I just bought a new Taurus .357 Mag revolver (4 inch barrel). Before taking to firing range, I thought I'd load in some Mag shells, and verify the 
rotation of the cylinder by bringing back the hammer and then pulling the trigger (with thumb always on the hammer). The cylinder at first 
wouldn't even close; by force, closed the cylinder but then the cylinder wouldn't rotate at all. Loaded in some .38 special ammo, and the 
cylinder gave 3 slot rotations before freezing on the fourth bullet. Kept at it, and finally was able to get a full rotation of the cylinder.
Tried the .357 Mag's again, and was able to get about 3 slot rotations of the cylinder before binding on the fourth bullet. 
Question: Is this gun machined too tight i.e., not enough clearance between the back of the cylinder and the firing pin face, or do I just need
to fire some rounds to get that part of the gun "loosened" up?
thanks
p.s. Taurus .357 Mag Tracker model
==========================================


----------



## pic (Nov 14, 2009)

might need a good cleaning especially around the star area


----------



## Overkill0084 (Nov 28, 2010)

+1 on cleaning. My 85UL was full of blast media, Taurus QC isn't known for their vigilance. I suspect that this isn't the sort of thing you want to fix with firing.
On a new revolver, everything should function correctly from the get-go.

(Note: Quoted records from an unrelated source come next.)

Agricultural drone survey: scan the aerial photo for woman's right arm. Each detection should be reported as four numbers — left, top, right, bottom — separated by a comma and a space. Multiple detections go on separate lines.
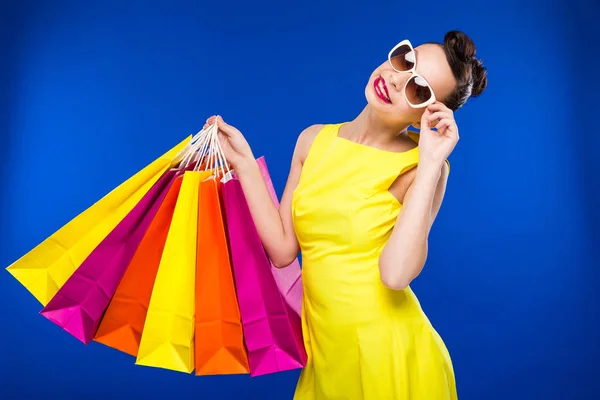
208, 116, 322, 268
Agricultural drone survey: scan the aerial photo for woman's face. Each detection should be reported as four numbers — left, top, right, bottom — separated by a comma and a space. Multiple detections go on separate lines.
365, 43, 457, 127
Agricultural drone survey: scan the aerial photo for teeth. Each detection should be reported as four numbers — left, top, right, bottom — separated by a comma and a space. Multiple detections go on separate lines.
379, 79, 390, 101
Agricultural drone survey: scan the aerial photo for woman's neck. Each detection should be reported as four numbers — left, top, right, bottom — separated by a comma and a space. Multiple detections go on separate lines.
343, 105, 412, 148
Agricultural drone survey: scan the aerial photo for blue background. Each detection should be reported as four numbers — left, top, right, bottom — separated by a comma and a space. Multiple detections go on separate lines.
1, 0, 599, 399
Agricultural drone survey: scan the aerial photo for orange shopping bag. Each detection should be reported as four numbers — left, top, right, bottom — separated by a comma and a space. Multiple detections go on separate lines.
94, 175, 184, 356
194, 177, 249, 375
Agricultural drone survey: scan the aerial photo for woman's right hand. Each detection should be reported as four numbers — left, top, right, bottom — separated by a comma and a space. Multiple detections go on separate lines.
204, 115, 255, 171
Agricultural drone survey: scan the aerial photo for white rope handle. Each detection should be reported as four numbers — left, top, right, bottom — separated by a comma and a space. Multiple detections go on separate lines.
211, 120, 231, 178
189, 119, 231, 178
213, 126, 231, 177
173, 118, 231, 178
172, 125, 212, 166
210, 130, 221, 176
181, 123, 215, 170
191, 125, 214, 170
179, 130, 207, 169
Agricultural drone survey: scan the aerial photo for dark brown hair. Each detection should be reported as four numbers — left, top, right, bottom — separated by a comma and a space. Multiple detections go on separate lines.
435, 31, 488, 111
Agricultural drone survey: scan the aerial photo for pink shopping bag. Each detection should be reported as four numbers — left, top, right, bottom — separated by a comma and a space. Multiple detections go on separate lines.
256, 157, 302, 317
221, 172, 306, 377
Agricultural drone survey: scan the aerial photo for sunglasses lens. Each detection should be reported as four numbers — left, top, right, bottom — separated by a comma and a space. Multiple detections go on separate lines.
406, 75, 433, 107
389, 44, 415, 72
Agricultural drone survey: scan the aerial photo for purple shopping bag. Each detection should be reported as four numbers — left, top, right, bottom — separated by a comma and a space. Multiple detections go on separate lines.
40, 169, 178, 344
221, 173, 307, 377
256, 157, 302, 317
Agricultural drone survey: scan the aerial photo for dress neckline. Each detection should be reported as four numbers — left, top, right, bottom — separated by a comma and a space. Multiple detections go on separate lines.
334, 123, 419, 157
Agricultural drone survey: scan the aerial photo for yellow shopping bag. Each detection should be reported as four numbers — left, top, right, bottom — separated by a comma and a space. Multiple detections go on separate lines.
6, 137, 191, 306
136, 170, 209, 374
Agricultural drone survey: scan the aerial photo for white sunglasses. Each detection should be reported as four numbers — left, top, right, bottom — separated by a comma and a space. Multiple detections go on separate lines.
387, 40, 437, 108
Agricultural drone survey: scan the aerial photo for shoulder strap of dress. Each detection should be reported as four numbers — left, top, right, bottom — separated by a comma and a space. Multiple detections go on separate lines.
301, 123, 341, 177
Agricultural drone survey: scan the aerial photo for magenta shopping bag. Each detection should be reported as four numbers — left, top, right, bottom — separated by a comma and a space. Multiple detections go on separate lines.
221, 173, 307, 377
256, 157, 302, 317
40, 169, 177, 344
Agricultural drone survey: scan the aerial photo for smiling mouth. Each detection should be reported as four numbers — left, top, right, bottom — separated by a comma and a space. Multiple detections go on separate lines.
374, 77, 392, 104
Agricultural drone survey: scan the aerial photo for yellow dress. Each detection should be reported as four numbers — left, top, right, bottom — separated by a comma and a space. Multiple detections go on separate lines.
292, 124, 457, 400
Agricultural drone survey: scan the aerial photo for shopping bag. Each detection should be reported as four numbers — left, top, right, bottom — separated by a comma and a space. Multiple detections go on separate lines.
136, 170, 209, 373
6, 137, 190, 305
221, 173, 307, 377
39, 168, 178, 344
256, 157, 303, 317
94, 176, 184, 356
194, 178, 249, 376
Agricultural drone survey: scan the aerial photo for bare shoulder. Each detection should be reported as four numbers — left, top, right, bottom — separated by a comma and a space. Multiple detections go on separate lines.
295, 124, 325, 164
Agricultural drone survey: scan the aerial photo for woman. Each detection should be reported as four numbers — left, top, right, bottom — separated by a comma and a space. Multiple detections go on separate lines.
205, 30, 487, 399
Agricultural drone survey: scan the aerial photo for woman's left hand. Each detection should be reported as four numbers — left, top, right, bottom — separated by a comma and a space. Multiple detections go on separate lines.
418, 101, 460, 167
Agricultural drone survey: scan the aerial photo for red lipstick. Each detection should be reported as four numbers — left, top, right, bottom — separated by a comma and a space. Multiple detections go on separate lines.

Firing/use should smooth things up somewhat, but it won't fix stuff that's just plain wrong.
If a thorough cleaning/going through doesn't get it cycling correctly, it's time to call Taurus...or if you're lucky, the place you bought it might be nice enough to help you out. 
FWIW, it's stuff like this that keeps me from buying another Taurus.


----------



## Pistol Pete (Jan 8, 2010)

Another new Taurus that doesn't work. If cleaning doesn't take care of the problem send it back to Taurus for repair and cross your fingers.


----------



## berettatoter (Sep 1, 2011)

Yeah, sorry to hear your having some problems. Unfortunately, I have owned some Taurus guns that were very good, and some were not. I don't, like said above, think they spend enough time on their final inspection process. If they did, stuff like that would be caught "in factory", before it got out to the shelves.


----------